Founded in 2006, U.K.-based ID7 specializes in making LINUX-based software defined storage subsystems. ID7’s software solutions are based on an open-source platform named SCST. The platform allows creation of sophisticated storage devices from any Linux box and boosts the functionality of servers.
Prior to the takeover, ID7 used to assist Fusion-io in developing software for its ION Data Accelerator software, which will transform industry standard servers into shared storage appliances. Now, with ID7’s capabilities, Fusion-io will be able to offer open source software solutions (SCST) to allow its customers get advanced storage solutions.

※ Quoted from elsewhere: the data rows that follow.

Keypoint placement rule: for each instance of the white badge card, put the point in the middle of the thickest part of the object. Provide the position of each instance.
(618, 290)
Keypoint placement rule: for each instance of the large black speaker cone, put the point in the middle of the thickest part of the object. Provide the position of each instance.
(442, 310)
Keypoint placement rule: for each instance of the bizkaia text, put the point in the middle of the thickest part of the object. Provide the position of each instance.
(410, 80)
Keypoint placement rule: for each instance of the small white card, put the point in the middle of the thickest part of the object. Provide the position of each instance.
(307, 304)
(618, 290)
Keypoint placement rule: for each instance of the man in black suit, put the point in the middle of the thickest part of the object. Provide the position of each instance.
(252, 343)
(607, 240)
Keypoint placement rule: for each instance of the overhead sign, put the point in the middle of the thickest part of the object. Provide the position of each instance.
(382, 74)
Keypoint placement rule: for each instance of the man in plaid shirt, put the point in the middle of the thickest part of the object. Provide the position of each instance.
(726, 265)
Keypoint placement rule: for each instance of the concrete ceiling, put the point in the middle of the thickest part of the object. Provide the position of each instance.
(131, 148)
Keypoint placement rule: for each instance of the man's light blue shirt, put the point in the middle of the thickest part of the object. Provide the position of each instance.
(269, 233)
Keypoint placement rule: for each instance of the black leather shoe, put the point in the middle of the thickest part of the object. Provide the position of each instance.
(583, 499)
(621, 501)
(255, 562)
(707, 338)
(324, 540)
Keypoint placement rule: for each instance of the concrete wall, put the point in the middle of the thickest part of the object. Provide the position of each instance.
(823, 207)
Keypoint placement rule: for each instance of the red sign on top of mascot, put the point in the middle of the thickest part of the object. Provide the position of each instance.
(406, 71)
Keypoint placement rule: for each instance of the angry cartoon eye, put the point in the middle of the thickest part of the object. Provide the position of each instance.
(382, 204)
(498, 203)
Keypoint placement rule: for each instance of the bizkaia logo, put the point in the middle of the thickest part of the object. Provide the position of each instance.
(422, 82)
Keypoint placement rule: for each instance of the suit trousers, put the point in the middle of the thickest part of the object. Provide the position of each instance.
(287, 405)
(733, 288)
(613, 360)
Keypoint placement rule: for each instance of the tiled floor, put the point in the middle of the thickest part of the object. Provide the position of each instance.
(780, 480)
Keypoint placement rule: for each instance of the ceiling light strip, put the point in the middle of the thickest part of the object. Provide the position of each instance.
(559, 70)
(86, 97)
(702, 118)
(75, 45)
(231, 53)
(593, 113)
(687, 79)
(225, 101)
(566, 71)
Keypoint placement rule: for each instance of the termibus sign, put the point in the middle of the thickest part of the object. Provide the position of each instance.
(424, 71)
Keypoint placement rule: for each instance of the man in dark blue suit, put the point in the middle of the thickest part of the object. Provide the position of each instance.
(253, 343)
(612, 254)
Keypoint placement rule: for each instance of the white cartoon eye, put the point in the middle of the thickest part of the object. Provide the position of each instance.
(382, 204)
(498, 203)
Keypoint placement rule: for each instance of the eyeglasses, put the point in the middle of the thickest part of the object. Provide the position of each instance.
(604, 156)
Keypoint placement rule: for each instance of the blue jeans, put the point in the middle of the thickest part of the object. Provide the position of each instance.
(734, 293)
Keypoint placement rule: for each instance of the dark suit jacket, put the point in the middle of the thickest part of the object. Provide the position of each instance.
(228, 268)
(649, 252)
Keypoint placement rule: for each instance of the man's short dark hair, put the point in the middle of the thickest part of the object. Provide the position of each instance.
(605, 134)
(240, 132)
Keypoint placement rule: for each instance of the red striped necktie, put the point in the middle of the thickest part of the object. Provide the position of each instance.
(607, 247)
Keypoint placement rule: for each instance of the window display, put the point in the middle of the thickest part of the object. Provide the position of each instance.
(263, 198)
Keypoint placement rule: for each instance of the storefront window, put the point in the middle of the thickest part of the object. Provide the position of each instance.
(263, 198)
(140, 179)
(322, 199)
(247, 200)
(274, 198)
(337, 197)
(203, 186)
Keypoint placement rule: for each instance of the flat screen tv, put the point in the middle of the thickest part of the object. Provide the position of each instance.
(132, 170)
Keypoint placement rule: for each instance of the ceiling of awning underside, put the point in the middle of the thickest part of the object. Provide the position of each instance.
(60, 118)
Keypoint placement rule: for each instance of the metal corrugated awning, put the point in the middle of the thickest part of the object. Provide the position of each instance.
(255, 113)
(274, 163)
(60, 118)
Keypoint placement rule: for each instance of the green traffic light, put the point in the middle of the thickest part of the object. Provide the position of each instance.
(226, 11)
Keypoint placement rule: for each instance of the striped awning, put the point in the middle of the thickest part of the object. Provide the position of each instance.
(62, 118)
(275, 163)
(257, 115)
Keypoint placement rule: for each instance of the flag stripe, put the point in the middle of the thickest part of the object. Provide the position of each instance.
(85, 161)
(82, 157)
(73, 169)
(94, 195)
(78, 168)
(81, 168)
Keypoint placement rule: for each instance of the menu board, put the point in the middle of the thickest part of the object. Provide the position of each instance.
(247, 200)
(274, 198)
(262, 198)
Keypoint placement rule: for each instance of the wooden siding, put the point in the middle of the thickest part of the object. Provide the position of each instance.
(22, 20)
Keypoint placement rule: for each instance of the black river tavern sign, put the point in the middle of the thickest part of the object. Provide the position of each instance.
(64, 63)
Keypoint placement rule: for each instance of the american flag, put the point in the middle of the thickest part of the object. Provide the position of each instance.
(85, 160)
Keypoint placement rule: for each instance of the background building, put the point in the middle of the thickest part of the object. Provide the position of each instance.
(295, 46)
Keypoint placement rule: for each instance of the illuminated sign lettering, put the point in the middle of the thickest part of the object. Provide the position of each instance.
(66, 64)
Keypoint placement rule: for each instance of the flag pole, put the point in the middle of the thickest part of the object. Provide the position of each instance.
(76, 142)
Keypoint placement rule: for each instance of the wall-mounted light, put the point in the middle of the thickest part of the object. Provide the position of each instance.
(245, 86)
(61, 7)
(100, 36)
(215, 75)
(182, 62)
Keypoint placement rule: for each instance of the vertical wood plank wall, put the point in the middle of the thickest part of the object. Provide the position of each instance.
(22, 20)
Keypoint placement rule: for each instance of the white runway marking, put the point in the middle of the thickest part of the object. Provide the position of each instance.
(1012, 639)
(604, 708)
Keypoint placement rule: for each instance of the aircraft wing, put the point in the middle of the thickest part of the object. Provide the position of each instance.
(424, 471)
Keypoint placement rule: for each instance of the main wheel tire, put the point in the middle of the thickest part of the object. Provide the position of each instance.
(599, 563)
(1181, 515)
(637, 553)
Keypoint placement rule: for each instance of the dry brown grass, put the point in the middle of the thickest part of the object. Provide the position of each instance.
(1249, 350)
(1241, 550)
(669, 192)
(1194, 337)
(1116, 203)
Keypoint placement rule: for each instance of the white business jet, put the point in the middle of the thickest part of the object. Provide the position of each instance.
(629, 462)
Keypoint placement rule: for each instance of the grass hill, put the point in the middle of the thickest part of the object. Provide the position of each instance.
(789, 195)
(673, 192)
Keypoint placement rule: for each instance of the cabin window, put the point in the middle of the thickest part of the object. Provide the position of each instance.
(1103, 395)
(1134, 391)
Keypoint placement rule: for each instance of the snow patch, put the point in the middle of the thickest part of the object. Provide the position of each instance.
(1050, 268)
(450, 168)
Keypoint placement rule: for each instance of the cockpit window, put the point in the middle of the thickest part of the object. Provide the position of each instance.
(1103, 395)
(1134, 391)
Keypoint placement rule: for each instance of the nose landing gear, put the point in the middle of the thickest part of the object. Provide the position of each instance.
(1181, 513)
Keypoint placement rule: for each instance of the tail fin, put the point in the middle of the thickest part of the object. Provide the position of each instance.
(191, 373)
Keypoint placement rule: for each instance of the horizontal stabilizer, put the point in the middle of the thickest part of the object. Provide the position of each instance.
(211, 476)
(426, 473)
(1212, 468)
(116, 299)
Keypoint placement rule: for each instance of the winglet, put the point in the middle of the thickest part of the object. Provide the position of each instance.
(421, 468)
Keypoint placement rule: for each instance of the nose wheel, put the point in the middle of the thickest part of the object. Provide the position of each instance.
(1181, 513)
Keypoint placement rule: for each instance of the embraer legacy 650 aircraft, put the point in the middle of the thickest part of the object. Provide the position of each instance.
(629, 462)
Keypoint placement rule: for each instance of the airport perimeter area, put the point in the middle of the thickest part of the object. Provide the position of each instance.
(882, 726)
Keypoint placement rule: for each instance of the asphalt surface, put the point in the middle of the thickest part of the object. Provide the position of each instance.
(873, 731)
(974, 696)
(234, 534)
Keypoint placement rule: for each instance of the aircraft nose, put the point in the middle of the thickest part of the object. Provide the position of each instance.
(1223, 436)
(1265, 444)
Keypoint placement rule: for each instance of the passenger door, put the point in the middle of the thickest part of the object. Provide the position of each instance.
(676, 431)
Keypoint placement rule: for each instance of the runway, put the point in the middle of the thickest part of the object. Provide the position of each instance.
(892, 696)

With the SCST offerings, Fusion-io will be in a better position to compete with its rivals EMC Corp. ( EMC - Analyst Report ) , IBM Corp. ( IBM - Analyst Report ) and Hewlett-Packard Co. ( HPQ - Analyst Report ) .
In Aug 2011, Fusion-io acquired IO Turbine Inc. for approximately $95.0 million to extend its storage solutions portfolio. IO Turbine was a provider of caching solutions for virtual environments. With the new capabilities from IO Turbine, Fusion’s traditional storage platform was able to match the growing demands for virtualized servers.
With the new improved offering, ioCache, which leveraged IO Turbine’s technology, Fusion-io succeeded in improving adoption, performance and efficiency of datacenter resources and enabled optimum utilization of information assets for its enterprise customers.
Most enterprises experience a significant growth in data storage requirements, annually, due to deployments of new applications and workload balancing. Input/output-intensive requirements and overall growth of storage are putting pressure on traditional storage architectures. This has led to a secular shift toward the use of flash memory-based storage systems in the datacenter to make better use of big data.
We believe that with new product offerings based on advanced and acquired technologies, Fusion-io will be able to secure its revenue stream.
We are also encouraged by Fusion-io’s second quarter 2013 results. Revenues grew 43.0% year over year and adjusted earnings per share were 3 cents, as against 4 cents loss per share in the year-ago quarter. However, the third quarter guidance was sequentially weak reflecting order delays from blue chip customers such as Apple Inc. and Facebook Inc. (FB). Apple and Facebook constitute roughly 55.0% of total 2012 revenues.
We prefer to stay on the sidelines given increasing competition in the enterprise storage space and customer concentration risks.
Currently, Fusion-io has a Zacks Rank #3 (Hold).